In the still young asset class cryptocurrencies, there are thousands of new startups and companies that issue their own tokens/coins. By far the most profitable companies in the crypto space are the exchanges themselves, where these tokens/coins of the individual companies can be traded.
Since 2017, when the trading exchange Binance was the first to start doing so, many exchanges have issued their own token/coin, practically all of which have performed excellently across the board and achieved a significant increase in value.
Three theses for the popularity of exchange tokens:
1. The benefits of tokens are easy to understand and comprehend. Most often, “exchange tokens” offer owners discounts on trading fees. Every trader understands this immediately and sees the result of it directly when he makes a trade.
2. Exchanges specifically advertise their own token on their platform and promote it constantly. Hardly a purchase goes by without mentioning the advantage of owning and using their own exchange token. Statistically, a person will buy a product if it is presented to him more than 7 times, or at least this increases its probability enormously.
3. Practically every user and trader is aware that trading exchanges are very profitable. This gives him confidence in his investment and minimizes a total loss.
Everyone would like to be a part of an exchange.
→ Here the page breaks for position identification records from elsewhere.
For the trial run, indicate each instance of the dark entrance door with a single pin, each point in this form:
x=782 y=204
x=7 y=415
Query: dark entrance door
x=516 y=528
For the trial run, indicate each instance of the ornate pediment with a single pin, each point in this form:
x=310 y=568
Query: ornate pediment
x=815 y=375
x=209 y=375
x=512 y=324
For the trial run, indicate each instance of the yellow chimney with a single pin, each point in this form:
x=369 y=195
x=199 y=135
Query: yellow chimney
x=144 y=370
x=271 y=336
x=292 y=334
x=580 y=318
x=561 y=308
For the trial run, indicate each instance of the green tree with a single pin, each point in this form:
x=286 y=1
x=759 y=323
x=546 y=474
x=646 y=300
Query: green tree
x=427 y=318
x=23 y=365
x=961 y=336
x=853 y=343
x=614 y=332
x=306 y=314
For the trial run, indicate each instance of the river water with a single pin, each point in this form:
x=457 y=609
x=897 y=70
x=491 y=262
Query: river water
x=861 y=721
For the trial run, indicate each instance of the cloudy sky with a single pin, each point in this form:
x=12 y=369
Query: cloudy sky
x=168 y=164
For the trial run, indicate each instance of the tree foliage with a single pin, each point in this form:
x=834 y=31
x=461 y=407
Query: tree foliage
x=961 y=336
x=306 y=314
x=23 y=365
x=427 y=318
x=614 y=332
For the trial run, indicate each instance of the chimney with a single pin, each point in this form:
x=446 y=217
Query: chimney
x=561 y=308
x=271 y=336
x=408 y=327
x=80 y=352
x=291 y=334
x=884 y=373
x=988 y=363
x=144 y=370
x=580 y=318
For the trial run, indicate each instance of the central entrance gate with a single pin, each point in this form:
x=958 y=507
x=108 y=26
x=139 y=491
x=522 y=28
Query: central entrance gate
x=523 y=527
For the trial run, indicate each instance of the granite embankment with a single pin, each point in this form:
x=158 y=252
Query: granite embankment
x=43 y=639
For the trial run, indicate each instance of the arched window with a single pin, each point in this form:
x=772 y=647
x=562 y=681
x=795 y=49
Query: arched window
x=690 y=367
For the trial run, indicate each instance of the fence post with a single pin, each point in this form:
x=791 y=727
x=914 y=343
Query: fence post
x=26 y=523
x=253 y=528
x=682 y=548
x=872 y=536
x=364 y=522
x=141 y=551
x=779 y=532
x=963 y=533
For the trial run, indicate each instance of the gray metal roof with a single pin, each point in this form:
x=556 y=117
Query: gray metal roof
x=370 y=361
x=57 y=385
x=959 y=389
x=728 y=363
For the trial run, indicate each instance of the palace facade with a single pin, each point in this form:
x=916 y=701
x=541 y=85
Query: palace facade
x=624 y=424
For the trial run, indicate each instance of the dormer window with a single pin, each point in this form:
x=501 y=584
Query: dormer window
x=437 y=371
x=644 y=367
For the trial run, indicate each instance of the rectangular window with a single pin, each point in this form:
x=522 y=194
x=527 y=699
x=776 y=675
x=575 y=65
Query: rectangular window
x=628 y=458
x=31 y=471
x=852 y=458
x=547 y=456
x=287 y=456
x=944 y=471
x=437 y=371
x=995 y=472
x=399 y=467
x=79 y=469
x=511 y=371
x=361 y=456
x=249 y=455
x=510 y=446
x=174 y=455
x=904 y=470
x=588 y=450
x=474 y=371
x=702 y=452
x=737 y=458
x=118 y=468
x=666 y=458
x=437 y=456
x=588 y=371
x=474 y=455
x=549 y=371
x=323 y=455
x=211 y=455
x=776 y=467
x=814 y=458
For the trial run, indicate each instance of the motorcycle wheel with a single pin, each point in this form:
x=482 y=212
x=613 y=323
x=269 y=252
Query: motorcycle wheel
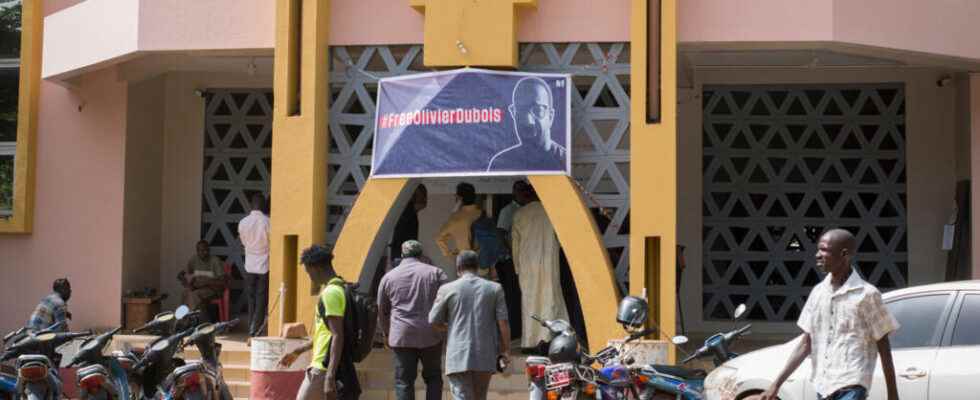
x=100 y=395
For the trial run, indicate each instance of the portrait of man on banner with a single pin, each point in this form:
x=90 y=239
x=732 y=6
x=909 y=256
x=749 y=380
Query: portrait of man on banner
x=472 y=123
x=533 y=112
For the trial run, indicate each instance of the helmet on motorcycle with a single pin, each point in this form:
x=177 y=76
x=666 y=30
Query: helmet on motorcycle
x=563 y=349
x=632 y=312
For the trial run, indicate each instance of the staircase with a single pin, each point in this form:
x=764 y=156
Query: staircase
x=376 y=373
x=377 y=377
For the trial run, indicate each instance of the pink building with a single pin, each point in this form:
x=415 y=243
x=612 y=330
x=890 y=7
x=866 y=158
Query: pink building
x=793 y=116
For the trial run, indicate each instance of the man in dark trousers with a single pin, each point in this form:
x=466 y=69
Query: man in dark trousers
x=331 y=374
x=845 y=328
x=405 y=297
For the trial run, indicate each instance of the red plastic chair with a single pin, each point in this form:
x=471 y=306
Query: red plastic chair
x=224 y=302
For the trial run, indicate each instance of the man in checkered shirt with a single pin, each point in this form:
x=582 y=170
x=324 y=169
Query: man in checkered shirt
x=52 y=309
x=845 y=327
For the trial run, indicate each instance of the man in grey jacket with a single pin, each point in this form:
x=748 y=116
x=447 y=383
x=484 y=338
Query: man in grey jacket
x=474 y=312
x=405 y=297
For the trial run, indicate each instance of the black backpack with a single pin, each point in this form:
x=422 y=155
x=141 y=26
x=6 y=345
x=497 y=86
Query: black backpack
x=360 y=321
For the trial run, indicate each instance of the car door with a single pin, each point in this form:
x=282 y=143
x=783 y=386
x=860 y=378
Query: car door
x=956 y=375
x=921 y=319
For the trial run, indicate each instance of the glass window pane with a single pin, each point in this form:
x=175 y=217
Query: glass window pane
x=6 y=184
x=918 y=317
x=10 y=22
x=967 y=330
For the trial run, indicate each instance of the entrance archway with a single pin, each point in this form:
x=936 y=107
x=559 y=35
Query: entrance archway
x=576 y=229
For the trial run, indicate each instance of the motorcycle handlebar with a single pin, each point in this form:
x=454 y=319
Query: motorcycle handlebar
x=644 y=333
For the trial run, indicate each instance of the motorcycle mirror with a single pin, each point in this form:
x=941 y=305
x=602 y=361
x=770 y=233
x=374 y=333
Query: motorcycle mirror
x=739 y=311
x=182 y=311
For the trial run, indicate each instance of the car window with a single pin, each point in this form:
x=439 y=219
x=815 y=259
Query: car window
x=967 y=330
x=918 y=318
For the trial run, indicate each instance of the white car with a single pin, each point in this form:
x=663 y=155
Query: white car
x=936 y=352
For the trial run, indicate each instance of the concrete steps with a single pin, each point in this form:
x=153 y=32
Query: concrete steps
x=377 y=377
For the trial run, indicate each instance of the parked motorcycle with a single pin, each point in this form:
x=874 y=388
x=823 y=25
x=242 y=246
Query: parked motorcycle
x=566 y=372
x=100 y=377
x=8 y=374
x=657 y=381
x=157 y=360
x=37 y=364
x=200 y=380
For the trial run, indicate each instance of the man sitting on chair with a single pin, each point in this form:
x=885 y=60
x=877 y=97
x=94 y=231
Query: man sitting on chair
x=203 y=279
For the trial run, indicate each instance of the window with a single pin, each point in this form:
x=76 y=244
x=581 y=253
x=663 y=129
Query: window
x=10 y=16
x=967 y=330
x=918 y=318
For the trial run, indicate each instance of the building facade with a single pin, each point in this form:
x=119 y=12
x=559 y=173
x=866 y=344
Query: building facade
x=156 y=119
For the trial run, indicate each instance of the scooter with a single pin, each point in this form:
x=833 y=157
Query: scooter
x=100 y=377
x=8 y=374
x=566 y=373
x=200 y=380
x=657 y=381
x=157 y=361
x=37 y=364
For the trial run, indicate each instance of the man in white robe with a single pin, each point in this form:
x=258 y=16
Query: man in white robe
x=535 y=252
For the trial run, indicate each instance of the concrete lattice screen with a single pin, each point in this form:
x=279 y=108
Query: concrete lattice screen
x=783 y=163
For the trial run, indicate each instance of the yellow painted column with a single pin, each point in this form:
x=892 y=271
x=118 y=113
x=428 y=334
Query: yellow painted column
x=653 y=169
x=363 y=224
x=587 y=257
x=484 y=33
x=470 y=33
x=299 y=153
x=32 y=19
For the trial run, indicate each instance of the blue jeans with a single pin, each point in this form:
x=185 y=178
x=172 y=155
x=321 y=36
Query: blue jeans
x=406 y=371
x=848 y=393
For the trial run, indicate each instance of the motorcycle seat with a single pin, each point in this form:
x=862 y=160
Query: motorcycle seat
x=680 y=372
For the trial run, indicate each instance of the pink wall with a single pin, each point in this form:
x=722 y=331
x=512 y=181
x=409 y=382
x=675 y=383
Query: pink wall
x=941 y=27
x=394 y=22
x=374 y=22
x=78 y=210
x=575 y=21
x=754 y=20
x=975 y=171
x=199 y=24
x=53 y=6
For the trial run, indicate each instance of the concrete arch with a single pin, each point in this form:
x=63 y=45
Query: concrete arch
x=576 y=229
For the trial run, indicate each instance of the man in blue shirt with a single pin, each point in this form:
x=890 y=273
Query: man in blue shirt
x=52 y=309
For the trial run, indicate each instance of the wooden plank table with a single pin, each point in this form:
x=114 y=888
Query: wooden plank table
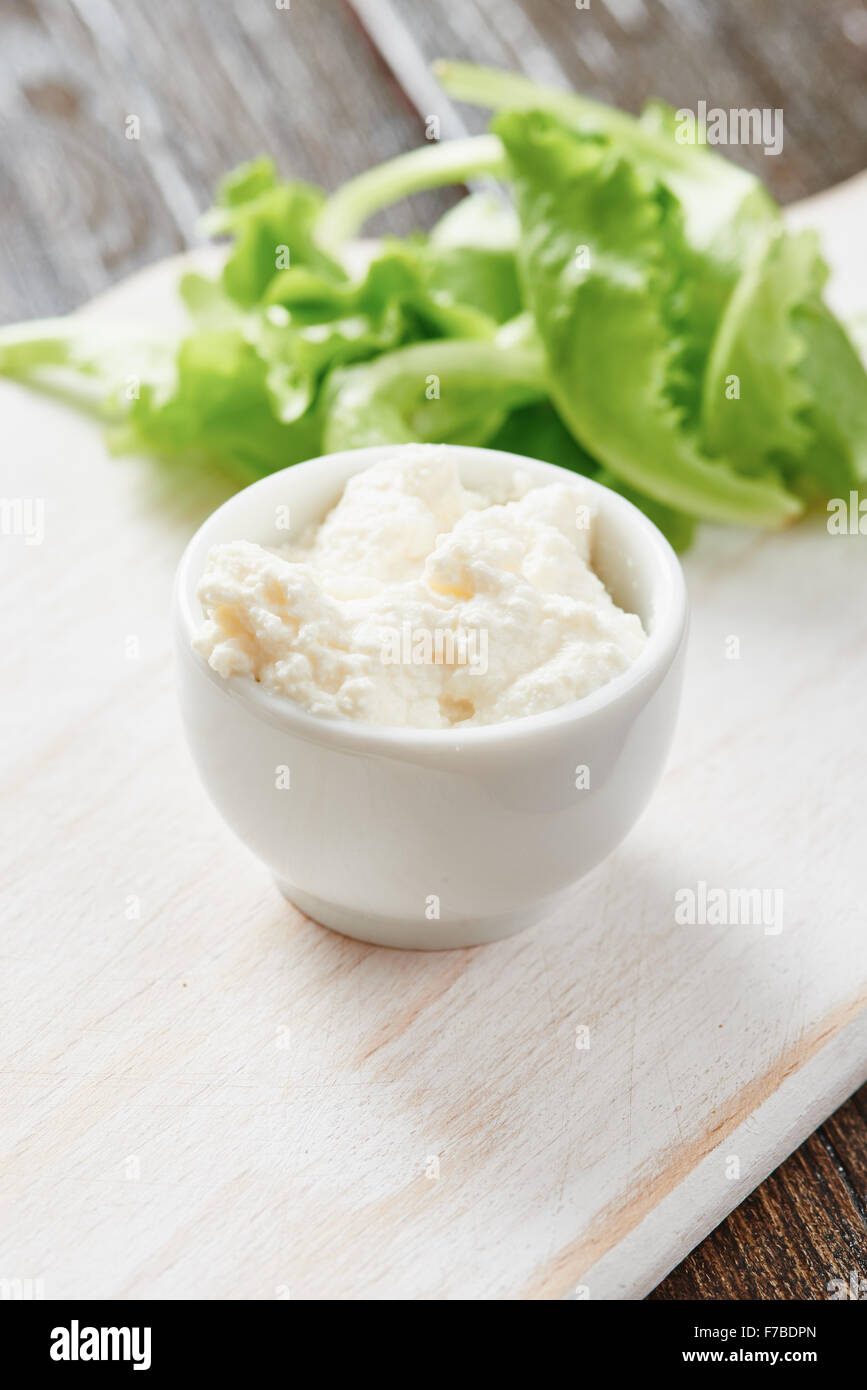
x=81 y=206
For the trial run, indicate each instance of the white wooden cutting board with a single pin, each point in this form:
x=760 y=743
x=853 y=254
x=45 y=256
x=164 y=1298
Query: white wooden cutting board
x=206 y=1094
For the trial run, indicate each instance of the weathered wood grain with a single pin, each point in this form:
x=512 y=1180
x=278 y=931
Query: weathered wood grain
x=803 y=1228
x=211 y=85
x=207 y=1096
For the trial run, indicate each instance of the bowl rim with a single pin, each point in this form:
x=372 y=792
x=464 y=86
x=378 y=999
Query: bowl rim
x=649 y=667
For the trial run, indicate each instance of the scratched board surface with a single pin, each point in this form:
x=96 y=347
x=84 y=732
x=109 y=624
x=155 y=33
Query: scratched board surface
x=177 y=1041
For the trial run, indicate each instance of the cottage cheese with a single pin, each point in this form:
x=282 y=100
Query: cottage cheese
x=421 y=603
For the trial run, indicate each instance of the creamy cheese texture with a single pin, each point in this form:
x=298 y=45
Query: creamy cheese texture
x=420 y=603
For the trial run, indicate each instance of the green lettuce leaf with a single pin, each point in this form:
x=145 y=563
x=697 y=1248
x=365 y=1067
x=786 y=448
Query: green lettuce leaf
x=603 y=288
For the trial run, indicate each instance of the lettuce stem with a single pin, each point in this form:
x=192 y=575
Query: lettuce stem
x=450 y=161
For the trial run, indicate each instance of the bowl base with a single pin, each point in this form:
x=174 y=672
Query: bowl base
x=411 y=934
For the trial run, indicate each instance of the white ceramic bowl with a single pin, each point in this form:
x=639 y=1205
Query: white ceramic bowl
x=381 y=827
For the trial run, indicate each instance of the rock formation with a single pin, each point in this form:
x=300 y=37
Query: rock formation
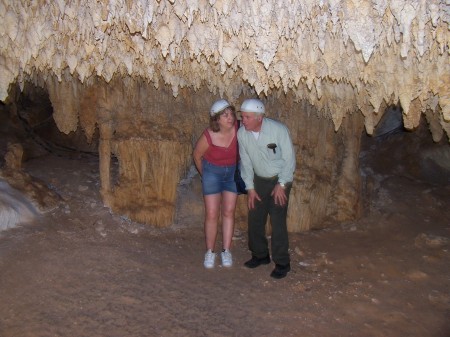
x=144 y=73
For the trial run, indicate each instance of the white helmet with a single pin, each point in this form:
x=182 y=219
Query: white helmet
x=218 y=106
x=253 y=105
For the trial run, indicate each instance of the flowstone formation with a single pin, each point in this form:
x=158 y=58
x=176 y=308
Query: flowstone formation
x=328 y=68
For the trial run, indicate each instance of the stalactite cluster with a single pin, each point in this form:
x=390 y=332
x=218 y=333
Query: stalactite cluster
x=340 y=56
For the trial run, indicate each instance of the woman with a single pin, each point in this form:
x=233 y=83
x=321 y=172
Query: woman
x=215 y=156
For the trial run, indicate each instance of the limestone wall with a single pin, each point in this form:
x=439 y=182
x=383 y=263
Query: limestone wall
x=143 y=73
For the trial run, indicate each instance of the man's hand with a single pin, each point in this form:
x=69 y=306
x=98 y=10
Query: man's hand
x=279 y=195
x=252 y=196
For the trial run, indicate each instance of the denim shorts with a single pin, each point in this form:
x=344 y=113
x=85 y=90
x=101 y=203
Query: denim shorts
x=217 y=179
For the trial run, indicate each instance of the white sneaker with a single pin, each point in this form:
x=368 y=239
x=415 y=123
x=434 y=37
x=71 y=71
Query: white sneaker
x=209 y=259
x=227 y=259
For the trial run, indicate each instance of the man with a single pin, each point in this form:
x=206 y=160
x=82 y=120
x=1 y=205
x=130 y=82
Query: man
x=267 y=167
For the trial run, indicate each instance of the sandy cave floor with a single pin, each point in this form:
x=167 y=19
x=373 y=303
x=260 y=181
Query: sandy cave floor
x=81 y=271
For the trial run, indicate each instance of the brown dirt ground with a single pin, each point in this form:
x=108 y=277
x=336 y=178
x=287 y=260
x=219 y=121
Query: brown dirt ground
x=79 y=270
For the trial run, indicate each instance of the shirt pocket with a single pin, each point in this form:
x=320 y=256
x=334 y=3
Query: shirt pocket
x=273 y=151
The trading platform Binance, operational just since 2017, made a profit of over $800 million dollars in 2020. Crypto broker Coinbase recently announced results for its best quarter ever, generating $1.8 billion in revenue in the first quarter of 2021 alone. But as an exchange token owner, you don’t directly benefit when such huge profits are made, because these exchange tokens are not regulated and there is no right to a participation. The big profit therefore only benefits the shareholders and owners.
Now, an upcoming Liechtenstein company wants to change this by offering their isoon regulated token a tiered fee payback based on how much tokens a trader owns and holds. In addition, the company’s profit will be distributed to token holders in the form of a dividend. Thus, it will finally be possible to benefit directly from the profit of a trading exchange without being a shareholder.